Photo by Jan Chipchase
Today I ran across Jan Chipchase’s blog about how, while conducting Nokia research, they were able to collect a huge number of Personalized Phone Cases in phone-recycling bins around Japan. Finding this entry by Jan coincidentally touched upon some things we’ve been talking about a lot here at Little Springs; specifically the notions of what the human elements of personalization bring to the interactive experience with a device.
We’ve all seen modded-out computers, from far-out and funny gaming boxes to Steampunk Verne-cising of modern machines. I’ve seen stickers and paint on laptops, and I’ve seen dangles, sparkles, and doo-dads on cell phones. Historically, whether its a hammer or a hard-drive, we want to make our tools “ours,” and to operate as extensions of our own personalities. Our modern mobile devices are as much accessories that speak to the world that we’re “ultra-clean,” “ultra-edgy,” “ultra-us,” etc.
As interaction designers, however, we have no control about this part of a user’s experience; we design, we create, we market, we let go of the product and let it become and mutate into what it will in the hands of the public. Leo Fender designed guitars, but he had no idea Jimi Hendrix would melt the sky with one (and Fender sees the value in offering customization). Henry Ford designed vehicles for transportation, but had no idea how they would be “kustomized” and reconfigured to the extremes we see in this day and age (such as these Japanese kustoms, for example). Would computer designers in the 70’s anticipate the modding and hacking of the physical machines they were creating (such as this great list of the variety of mods out there)? Would Alexander Graham Bell anticipate that a phone would eventually become a personalized device that would offer it’s user literally the world at the touch of a button?
What does all of this say about us, socially and anthropologically? Well, it says we like our stuff, and even if our stuff is like everyone else’s, we still want to bring something of our own personality to it, as it is that much more of a “calling card,” and in the relation to a mobile device, this is literally the case (no pun intended).
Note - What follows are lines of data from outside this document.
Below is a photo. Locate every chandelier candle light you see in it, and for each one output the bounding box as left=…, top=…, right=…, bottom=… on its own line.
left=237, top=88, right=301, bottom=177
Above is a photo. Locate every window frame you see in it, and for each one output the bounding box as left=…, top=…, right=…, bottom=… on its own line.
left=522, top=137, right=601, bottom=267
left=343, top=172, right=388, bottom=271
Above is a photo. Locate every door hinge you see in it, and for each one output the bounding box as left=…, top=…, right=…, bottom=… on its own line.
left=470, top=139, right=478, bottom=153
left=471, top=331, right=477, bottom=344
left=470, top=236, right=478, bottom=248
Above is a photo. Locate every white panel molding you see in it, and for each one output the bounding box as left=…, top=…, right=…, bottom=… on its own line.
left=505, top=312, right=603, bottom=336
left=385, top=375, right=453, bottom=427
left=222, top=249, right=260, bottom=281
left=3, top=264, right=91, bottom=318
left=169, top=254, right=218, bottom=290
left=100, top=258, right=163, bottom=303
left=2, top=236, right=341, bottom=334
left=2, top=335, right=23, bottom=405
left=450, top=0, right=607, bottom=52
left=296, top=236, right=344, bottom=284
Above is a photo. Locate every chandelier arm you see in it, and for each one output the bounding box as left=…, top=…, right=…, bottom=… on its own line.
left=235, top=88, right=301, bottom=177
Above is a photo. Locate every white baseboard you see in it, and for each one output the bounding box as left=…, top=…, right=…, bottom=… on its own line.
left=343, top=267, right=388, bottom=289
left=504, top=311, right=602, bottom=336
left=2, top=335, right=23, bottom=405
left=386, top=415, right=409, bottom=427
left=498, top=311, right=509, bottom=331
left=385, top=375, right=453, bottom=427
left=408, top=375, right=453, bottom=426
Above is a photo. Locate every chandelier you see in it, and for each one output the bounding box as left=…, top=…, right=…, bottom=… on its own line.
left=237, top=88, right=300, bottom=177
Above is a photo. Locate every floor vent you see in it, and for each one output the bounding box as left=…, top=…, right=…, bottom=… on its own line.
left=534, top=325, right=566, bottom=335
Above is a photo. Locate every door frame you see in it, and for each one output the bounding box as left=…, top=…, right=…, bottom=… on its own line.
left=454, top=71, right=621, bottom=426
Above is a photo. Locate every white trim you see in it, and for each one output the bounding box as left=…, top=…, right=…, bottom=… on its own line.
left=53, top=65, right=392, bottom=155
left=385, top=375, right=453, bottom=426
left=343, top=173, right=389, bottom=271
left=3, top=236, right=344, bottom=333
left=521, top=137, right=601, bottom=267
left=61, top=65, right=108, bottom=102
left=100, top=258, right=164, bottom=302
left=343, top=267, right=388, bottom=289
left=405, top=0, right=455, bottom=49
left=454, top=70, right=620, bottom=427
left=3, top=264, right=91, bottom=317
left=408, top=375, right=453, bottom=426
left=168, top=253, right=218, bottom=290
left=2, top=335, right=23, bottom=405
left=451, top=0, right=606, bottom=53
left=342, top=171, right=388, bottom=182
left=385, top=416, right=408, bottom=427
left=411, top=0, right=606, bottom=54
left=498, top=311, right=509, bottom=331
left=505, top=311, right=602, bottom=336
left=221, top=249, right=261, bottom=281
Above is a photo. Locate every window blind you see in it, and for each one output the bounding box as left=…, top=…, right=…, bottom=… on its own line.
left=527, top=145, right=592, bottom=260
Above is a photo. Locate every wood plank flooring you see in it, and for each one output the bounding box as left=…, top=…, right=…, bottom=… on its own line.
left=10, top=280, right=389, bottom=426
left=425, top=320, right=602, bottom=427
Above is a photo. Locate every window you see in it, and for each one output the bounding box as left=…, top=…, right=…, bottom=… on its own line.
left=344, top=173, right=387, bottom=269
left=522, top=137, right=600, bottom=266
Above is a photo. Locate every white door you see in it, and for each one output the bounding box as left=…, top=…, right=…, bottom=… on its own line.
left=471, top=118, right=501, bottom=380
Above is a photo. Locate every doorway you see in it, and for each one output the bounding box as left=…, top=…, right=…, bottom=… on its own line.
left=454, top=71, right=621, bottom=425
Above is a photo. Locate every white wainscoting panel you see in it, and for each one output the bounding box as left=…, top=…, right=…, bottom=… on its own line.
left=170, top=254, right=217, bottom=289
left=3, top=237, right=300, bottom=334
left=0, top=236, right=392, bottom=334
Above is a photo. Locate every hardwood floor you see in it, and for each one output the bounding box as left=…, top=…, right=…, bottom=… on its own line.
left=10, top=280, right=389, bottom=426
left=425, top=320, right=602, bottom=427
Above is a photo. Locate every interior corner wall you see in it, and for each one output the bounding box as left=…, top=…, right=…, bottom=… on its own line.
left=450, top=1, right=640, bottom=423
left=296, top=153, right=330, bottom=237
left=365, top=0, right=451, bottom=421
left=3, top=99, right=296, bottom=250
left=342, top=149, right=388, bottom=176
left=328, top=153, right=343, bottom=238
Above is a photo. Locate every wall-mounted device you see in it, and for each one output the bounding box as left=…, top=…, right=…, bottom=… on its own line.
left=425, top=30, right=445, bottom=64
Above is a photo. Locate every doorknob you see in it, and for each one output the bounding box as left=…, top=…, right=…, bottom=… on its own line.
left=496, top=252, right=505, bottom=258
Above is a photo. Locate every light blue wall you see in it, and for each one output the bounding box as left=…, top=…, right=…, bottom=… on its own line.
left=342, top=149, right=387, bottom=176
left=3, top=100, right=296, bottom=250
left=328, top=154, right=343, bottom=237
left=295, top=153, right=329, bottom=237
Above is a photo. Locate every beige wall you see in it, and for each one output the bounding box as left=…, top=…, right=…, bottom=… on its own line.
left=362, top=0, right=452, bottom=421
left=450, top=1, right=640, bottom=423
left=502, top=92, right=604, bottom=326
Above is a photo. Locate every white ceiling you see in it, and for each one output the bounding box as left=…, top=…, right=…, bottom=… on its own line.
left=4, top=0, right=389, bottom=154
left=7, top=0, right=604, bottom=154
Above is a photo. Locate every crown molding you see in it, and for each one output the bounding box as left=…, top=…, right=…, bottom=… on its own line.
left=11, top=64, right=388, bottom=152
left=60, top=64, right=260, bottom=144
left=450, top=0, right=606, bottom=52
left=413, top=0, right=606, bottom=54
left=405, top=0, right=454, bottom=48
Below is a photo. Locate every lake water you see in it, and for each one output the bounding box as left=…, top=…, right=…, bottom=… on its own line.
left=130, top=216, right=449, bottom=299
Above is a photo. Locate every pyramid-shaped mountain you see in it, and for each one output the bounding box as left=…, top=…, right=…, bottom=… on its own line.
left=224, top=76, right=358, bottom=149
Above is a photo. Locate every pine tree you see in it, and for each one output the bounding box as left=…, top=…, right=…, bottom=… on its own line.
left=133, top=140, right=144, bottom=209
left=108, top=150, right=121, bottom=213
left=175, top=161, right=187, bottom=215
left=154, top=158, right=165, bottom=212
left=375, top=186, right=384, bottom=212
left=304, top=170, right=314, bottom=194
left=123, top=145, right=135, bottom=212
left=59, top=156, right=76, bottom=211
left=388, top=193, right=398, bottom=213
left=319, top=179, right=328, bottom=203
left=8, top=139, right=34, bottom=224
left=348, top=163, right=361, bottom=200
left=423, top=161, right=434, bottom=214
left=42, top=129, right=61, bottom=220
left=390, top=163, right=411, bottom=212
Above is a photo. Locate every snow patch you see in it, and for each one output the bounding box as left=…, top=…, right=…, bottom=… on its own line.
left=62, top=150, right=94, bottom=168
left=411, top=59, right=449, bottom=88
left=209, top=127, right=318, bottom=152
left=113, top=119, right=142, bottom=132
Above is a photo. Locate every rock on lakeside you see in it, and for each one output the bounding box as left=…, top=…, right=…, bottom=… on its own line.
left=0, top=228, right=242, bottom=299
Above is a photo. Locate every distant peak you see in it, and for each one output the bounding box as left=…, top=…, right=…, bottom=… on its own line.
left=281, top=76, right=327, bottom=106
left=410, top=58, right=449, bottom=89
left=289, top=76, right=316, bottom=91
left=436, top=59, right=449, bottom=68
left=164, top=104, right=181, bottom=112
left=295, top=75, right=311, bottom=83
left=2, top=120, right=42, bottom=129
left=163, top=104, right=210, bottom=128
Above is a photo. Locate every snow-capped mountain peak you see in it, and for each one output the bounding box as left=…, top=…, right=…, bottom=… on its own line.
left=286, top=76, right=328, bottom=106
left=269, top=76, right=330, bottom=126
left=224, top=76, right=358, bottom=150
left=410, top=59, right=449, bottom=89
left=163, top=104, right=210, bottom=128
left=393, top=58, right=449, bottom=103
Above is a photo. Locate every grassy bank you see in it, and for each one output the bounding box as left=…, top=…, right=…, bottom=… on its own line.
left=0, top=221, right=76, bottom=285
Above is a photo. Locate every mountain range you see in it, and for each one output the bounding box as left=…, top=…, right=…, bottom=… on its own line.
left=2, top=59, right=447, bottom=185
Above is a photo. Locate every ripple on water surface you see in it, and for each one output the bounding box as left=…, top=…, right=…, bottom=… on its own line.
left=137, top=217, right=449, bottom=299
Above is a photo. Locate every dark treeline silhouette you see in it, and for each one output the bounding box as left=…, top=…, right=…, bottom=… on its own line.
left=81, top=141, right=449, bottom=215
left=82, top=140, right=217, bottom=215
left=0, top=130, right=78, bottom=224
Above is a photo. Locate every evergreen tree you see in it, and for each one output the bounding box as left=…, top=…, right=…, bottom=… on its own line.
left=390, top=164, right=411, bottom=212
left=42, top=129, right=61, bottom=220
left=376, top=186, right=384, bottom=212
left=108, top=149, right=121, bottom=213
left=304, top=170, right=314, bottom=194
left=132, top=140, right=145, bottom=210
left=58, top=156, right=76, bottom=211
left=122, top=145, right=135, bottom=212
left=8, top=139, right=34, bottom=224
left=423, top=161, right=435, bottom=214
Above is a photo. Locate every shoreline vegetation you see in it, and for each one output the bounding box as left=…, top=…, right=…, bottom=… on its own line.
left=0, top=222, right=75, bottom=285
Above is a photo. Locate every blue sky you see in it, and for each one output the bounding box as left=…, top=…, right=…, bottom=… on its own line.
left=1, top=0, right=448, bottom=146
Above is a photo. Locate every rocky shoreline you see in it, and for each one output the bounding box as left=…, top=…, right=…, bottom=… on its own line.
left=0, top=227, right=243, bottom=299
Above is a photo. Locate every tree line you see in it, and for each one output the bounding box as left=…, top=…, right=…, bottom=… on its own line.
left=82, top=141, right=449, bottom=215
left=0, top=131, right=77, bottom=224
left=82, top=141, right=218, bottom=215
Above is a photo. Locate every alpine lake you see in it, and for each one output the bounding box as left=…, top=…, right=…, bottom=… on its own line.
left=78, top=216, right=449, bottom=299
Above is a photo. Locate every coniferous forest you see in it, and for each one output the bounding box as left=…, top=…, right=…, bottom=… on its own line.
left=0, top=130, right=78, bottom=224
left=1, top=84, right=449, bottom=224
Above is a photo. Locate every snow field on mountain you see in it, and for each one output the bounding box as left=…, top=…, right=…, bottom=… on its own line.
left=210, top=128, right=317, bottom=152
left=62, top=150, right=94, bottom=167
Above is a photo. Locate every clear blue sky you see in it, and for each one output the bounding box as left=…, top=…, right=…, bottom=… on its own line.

Let’s go back to this idea of car customizing. Or, more properly, “Kar Kustomizing.” Doesn’t that just feel better? The words themselves (like the products) are altered to give them more fit, more personality, more truth to what the spirit behind them is.
More than ever, this notion of tools and their kustomization is an important dialog these days. Here at Little Springs, Steven Hoober and I talk about the merits of humans being “tool-oriented creatures,” even to the extent of what that means in regards to the idea of having NO tools, as in how we might interact gesturally with future technologies? He and I plan to do some more podcast/vidcasts of these conversations by revisiting the tools in our very own workshops, so keep a look out for these.
Personally, I think we will always HAVE tools, devices, gizmos, gadgets (and their inherent mod-abilities), for this very notion: we are hunters and gatherers “by trade” as humans. We like to collect things. We like to have things in our hand to see what we can do with them. We like to see how something reacts to our own physicality, how it represents our own “spin of English” on it, our opportunity to literally swing the bat at it. Mostly, we just like to show off.
Just like the Japanese phones with the art on them, the hot-rod builders of American Kustom Kutlture, the box-modders of the Steampunk movement… it’s all about crafting something individual out of something generic. It’s D.I.Y., and I look forward to seeing what kinds of specialty kustomization happens with some of the future-facing technologies being explored currently.